在歌词创作上,中国风音乐较常用的手法包括对诗词、典故的化用,连缀使用具有丰富内涵的意象,以及讴歌文化符号表征的精神等。化用诗词、典故可使歌词古色古香,具有一种悠远深厚的韵致。如《爷爷泡的茶》歌词围绕茶圣陆羽的制茶工艺、高洁品行,以及源远流长的品茶文化展开叙述。意象、意境、意蕴是构成古典诗词的内在情理结构,三者的融汇互动,可有效增强歌词的情感张力。在《断桥残雪》歌词中密集出现老舟、远山、芭蕉、寒梅、春燕等各类意象,强化了对羁旅游子思乡之情的书写。在长久的历史积淀中,形成了很多代表中华文化的符号,如茶叶、瓷器、书法、刺绣、功夫、中医药等,这些符号也成为中国风歌曲中的常用意象,《中国话》《皮影戏》《蜀绣》《清明上河图》等便属于这个类型。
在编曲特征上,中国风音乐常用的技法主要有借用或模仿典雅古曲,吸纳戏曲曲腔,使用具有民族色彩的乐器,以及运用传统五音谱曲等。《十面埋伏》歌名源自十大古曲之一的《十面埋伏》,在前奏部分沿用了这首琵琶大套武曲的若干小节。《Susan说》妙用京剧名段《苏三起解》,歌手本人用京腔直接演绎了“苏三离了洪洞县/将身来在大街前/未曾开言心内惨/过往的君子听我言”数句。中国传统乐器诸如编磬、竹笛、洞箫、二胡、古琴、古筝、箜篌、芦笙、手鼓等也时常在中国风音乐中出现,如《东风破》中的二胡,《青花瓷》前奏中的古筝,都很好地传达了歌曲的神韵。

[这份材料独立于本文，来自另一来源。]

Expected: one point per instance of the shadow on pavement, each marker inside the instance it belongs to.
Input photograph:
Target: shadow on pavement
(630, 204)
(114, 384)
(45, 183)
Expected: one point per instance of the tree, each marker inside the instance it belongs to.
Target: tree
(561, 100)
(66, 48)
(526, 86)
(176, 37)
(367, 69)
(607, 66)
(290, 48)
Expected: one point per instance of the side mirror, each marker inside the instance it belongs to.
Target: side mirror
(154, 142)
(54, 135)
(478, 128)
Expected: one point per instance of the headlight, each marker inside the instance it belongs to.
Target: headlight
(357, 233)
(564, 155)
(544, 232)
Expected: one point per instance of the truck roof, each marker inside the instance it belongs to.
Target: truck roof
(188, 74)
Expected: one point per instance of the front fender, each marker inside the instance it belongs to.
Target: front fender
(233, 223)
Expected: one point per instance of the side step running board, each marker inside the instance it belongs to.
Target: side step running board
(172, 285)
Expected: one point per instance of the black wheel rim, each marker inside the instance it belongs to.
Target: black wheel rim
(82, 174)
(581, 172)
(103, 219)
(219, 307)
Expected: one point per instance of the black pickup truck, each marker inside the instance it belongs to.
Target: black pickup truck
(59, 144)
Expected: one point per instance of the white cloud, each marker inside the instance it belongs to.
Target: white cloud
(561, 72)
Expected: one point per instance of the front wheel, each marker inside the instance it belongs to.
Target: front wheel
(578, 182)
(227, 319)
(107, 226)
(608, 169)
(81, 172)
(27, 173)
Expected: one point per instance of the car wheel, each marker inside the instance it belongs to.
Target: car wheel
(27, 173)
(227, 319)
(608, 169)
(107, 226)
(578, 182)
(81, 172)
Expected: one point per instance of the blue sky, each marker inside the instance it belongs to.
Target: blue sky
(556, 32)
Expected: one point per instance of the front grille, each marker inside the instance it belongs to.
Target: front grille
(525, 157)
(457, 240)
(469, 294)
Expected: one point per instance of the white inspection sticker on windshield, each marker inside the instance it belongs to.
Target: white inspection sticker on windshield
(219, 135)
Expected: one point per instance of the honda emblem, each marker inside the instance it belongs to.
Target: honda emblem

传统音乐中宫商角徵羽的五音相当于现代音乐理论中的五声音阶,《菊花台》属F宫六声加变宫、《曹操》属D徵清乐,都是对传统五音谱曲的有效尝试。
以中式编曲与民族唱腔抒发真挚情感
除了中国古典元素对中国风音乐有深远影响外,西方流行音乐对中国风音乐的发展也产生了一定影响。20世纪90年代,节奏布鲁斯、嘻哈等西方曲风进入华人音乐界,强烈的节奏感及自由随性的律动,吸引了年轻一代的目光。但一些西方流行音乐存在主题消极、歌词粗俗、曲调怪异等弊病。中国风音乐通过加入传统的中式编曲、旋律与唱腔,对西方流行音乐去其糟粕、取其精华,在一定程度上消解了其不足之处。
在唱法技巧上,中国风音乐主要是将西方节奏布鲁斯转音与中国传统戏曲唱腔相互结合。节奏布鲁斯以节奏感强、转音灵活为特色,能够很好地抒发复杂的情感,这与中国传统戏曲中的长转音不谋而合,构成了两者融合的基础。两者结合的方式有二,一种是在节奏布鲁斯曲风的音乐中穿插戏曲演唱,如《霍元甲》便是加入了京剧花旦唱腔;另一种是节奏布鲁斯与戏曲唱腔的相互交融,如《Susan说》便属此类。此外,中国风音乐还会借鉴说唱、摇滚等流行唱法表达心志。摇滚版的《one night in北京》,演唱震撼刺激,是流行摇滚乐与国粹京腔融合的典型。说唱意指有节奏地说话的特殊唱歌形式,中国风音乐对其也有借鉴,通常是在歌曲中插入一大段节奏感较强的说唱,歌曲《娘子》《中国话》皆属此类尝试。
在乐器使用上,中国风音乐将木管类、铜管类、弓弦类、弹拨类、键盘类、打击类等不同类型的西方乐器与中国传统乐器有机融合。如《东风破》中既有西式乐器钢琴、爵士鼓、木吉他,也有中国传统乐器琵琶、二胡。钢琴音色洪亮宽广,爵士鼓音色丰富多样,木吉他音色典雅朴实,二胡音色圆润柔和,琵琶音色清澈明亮,多种音色的交替、转化,更能表现情感的复杂与深度。《千年之恋》中,强烈的重金属伴奏,撕心裂肺的呐喊式唱法,副歌之后的二胡间奏,中西乐器的交替营造出情感的跌宕起伏,而二胡间奏的使用则成为点睛之处,凄切哀婉的中式乐器音色很好地呼应了歌曲主题。